Top three trends in cell phone site leasing 

By Michael H. Ritter, Attorney

Data Lock

Cell site leasing is a unique blend of legal, real estate, and technical disciplines.  Almost any property owner qualifies to be a landlord if a cell site is needed in close proximity.  However, the majority of property owners are not equipped to manage the process of becoming a cell site landlord.  The cell companies, tower companies, and the various vendors deploying new sites, taking down old sites, and upgrading existing sites prefer the uninformed landlord.  This gives them the upper hand in a lucrative, long term lease negotiation.

Attorneys with cell site landlord clients should be aware of the seemingly constant changes in the telecom industry impacting leases.  Lately, the whirlwind of activity has kept even the closest observer busy.

In recent months, three important trends have emerged in cell site leasing.

  1. Mergers and Acquisitions.  A flurry of M&A activity in the telecommunications industry has impacted nearly every cell site lease nationwide.  For example, Japan’s Softbank acquired control of Sprint and has announced aggressive plans to build a network to compete with Verizon and AT&T.  T-Mobile’s acquisition of Metro PCS will result in the termination of hundreds of leases as the two networks merge.
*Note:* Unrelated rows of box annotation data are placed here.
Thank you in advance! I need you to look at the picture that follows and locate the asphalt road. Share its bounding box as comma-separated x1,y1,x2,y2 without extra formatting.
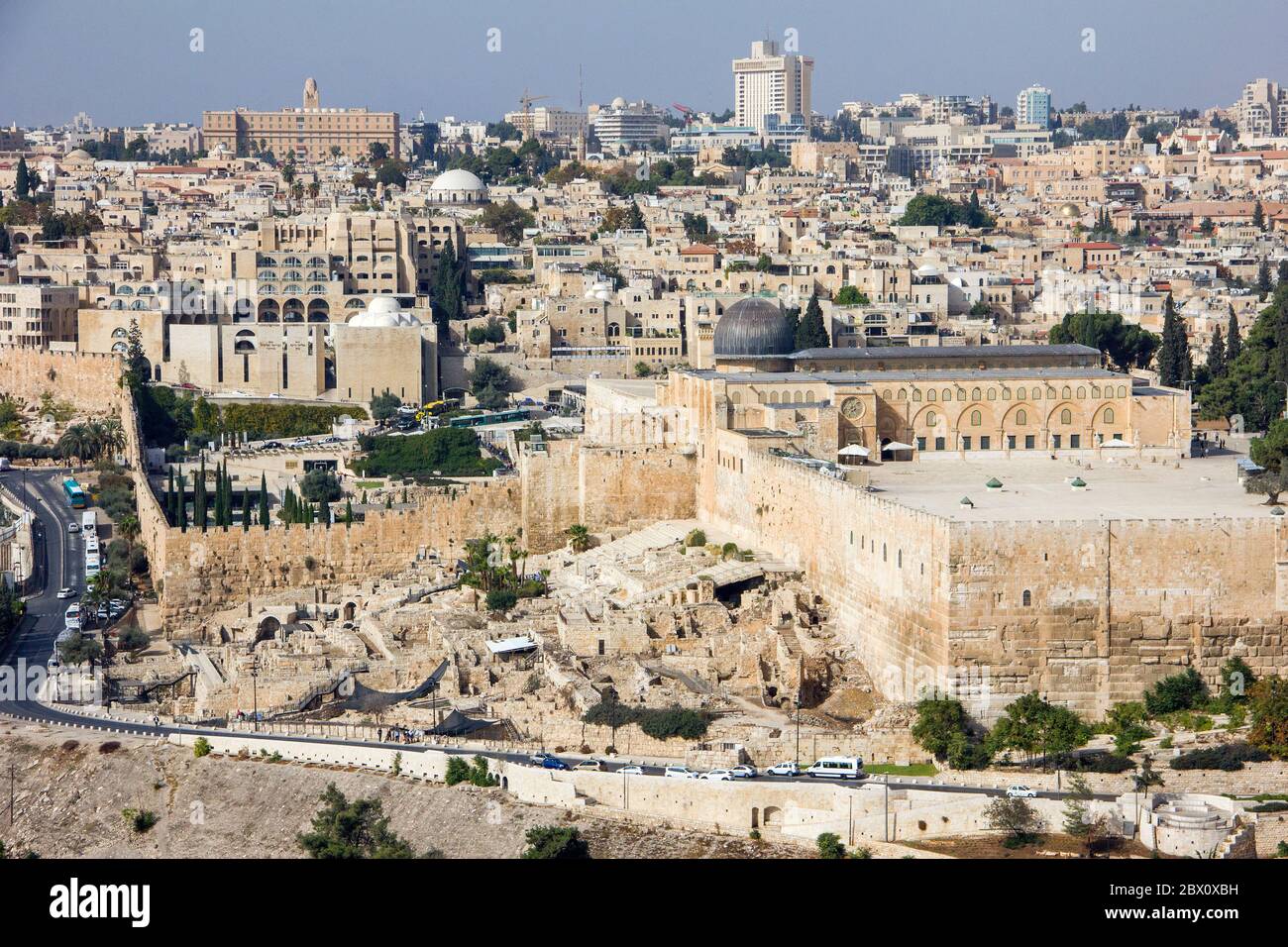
0,468,1116,800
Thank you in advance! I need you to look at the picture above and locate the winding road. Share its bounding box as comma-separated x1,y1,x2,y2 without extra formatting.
0,468,1116,800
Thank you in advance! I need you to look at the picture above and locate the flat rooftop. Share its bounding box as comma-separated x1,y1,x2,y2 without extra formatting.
868,450,1271,522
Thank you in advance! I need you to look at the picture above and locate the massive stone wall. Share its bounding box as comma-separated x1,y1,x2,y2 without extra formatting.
158,479,522,625
948,517,1288,716
519,440,697,553
698,437,1288,721
0,346,125,414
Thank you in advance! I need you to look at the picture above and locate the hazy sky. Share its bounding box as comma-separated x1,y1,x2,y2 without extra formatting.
0,0,1288,125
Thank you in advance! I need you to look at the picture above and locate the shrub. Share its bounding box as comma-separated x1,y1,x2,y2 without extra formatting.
121,809,159,835
353,428,499,478
1172,743,1270,772
814,832,845,858
523,826,590,858
1145,668,1205,716
484,588,519,612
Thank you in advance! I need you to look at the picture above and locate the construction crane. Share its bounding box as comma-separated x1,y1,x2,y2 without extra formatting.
519,89,550,115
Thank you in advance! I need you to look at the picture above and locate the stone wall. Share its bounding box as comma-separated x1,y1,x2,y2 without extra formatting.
0,346,125,414
157,480,522,622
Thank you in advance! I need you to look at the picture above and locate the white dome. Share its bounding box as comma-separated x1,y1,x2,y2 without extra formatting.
429,167,486,191
345,296,421,329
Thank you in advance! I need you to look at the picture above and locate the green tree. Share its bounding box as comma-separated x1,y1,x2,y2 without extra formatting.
523,826,590,858
1158,292,1194,388
796,294,832,351
296,783,437,858
814,832,845,858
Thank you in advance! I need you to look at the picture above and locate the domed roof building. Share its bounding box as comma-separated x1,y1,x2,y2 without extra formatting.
345,296,421,329
426,167,486,204
712,296,796,360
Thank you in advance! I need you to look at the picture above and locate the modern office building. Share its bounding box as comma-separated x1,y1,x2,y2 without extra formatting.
589,95,669,154
201,78,399,161
1015,85,1051,129
733,40,814,132
1235,78,1288,138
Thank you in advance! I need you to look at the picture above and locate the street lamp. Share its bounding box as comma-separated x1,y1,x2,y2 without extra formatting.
250,655,259,733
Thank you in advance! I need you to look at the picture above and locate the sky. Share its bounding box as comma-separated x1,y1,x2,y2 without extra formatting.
0,0,1288,126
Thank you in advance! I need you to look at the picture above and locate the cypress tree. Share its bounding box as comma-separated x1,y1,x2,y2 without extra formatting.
1158,292,1194,388
179,471,188,532
192,456,206,532
259,474,268,530
13,158,31,198
1225,305,1243,368
796,292,832,349
1207,326,1227,378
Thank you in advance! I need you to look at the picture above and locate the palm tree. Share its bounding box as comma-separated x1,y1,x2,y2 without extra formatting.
564,523,590,553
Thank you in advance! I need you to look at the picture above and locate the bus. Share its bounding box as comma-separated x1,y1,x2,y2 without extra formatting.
63,476,85,510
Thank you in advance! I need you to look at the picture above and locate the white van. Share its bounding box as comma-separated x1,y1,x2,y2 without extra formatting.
805,756,867,780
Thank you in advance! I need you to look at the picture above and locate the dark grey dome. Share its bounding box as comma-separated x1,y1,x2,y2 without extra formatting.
715,296,796,359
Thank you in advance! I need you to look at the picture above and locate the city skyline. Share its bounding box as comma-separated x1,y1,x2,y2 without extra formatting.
0,0,1283,126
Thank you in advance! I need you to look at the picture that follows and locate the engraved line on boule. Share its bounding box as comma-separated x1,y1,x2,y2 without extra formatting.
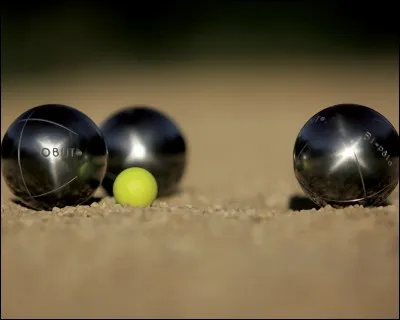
17,110,35,197
353,150,367,199
18,118,79,136
32,176,78,198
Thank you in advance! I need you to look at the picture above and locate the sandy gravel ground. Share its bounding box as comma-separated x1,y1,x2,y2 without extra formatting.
1,61,399,318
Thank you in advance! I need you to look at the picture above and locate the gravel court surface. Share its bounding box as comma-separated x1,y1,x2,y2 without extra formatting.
1,61,399,318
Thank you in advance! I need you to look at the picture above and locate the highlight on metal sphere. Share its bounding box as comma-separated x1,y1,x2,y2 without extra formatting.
1,104,107,210
293,104,399,207
100,106,186,197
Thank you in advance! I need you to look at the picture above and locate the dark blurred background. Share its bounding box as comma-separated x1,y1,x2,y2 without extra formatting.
1,1,398,79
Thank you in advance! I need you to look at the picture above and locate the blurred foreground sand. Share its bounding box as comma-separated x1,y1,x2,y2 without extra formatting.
1,61,399,318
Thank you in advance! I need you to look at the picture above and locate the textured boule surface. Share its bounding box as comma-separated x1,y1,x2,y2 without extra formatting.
1,61,399,318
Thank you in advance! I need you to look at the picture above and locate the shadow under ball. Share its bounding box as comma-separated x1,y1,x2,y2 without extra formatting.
1,104,107,210
100,106,186,197
293,104,399,208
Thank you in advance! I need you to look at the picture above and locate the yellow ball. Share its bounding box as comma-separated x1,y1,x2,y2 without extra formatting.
113,167,158,208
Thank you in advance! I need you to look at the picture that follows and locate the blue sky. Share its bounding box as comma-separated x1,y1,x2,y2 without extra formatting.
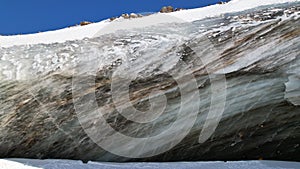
0,0,220,35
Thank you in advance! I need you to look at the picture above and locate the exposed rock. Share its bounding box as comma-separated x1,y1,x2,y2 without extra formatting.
174,8,184,11
160,6,174,13
121,13,130,19
109,17,117,21
129,13,139,18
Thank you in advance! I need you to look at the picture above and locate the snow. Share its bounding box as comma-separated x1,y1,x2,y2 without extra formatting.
0,0,300,47
0,159,300,169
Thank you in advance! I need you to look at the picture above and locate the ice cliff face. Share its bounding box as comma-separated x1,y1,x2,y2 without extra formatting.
0,2,300,161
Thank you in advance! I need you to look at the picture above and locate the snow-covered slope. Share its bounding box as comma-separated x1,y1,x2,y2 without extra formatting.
0,159,300,169
0,0,299,47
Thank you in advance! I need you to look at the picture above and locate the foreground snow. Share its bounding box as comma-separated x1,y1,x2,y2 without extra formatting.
0,159,300,169
0,0,299,47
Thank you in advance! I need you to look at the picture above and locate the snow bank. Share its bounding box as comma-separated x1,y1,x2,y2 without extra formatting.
0,0,300,47
0,159,300,169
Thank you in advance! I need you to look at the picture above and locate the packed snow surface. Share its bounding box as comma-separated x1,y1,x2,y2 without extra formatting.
0,159,300,169
0,0,299,47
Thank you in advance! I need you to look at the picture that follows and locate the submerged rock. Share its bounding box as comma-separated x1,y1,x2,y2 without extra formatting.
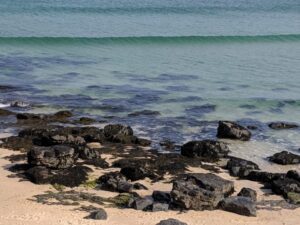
220,196,256,216
156,219,187,225
269,151,300,165
27,145,77,169
217,121,251,141
268,122,299,130
238,188,257,202
97,172,133,192
181,140,229,161
171,174,234,210
226,157,259,177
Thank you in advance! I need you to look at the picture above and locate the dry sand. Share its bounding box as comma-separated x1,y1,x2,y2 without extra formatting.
0,149,300,225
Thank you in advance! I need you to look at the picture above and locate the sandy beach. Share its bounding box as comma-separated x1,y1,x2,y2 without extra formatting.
0,149,300,225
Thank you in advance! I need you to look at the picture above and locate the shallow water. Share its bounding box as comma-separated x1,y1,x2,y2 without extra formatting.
0,0,300,171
In addition, T-Mobile and AT&T sold their cell tower assets to tower companies thereby becoming the tenant in thousands of leases.  Lastly, AT&T bought the parent company of Cricket Wireless, taking down yet another regional cell company.

    Many sites now have new tenants while the original occupant remains.  Since leases will be changing hands, landlords will be challenged to stay on top of the tenant’s identity, rent payment handoffs, and site modifications undertaken by the occupant.

  2. 4G Site Upgrades.  Cell companies continue to spend billions improving their networks to compete and keep up with consumer demand.  All domestic companies have now deployed the fourth generation (4G) Long Term Evolution (LTE) technology.  Tens of thousands of cell sites are being upgraded to LTE requiring replacement of old equipment and installation of additional components.  Such upgrades may significantly modify the design of the site and alter the lease premises.  In some cases, tenants are not notifying their landlords prior to commencing upgrades.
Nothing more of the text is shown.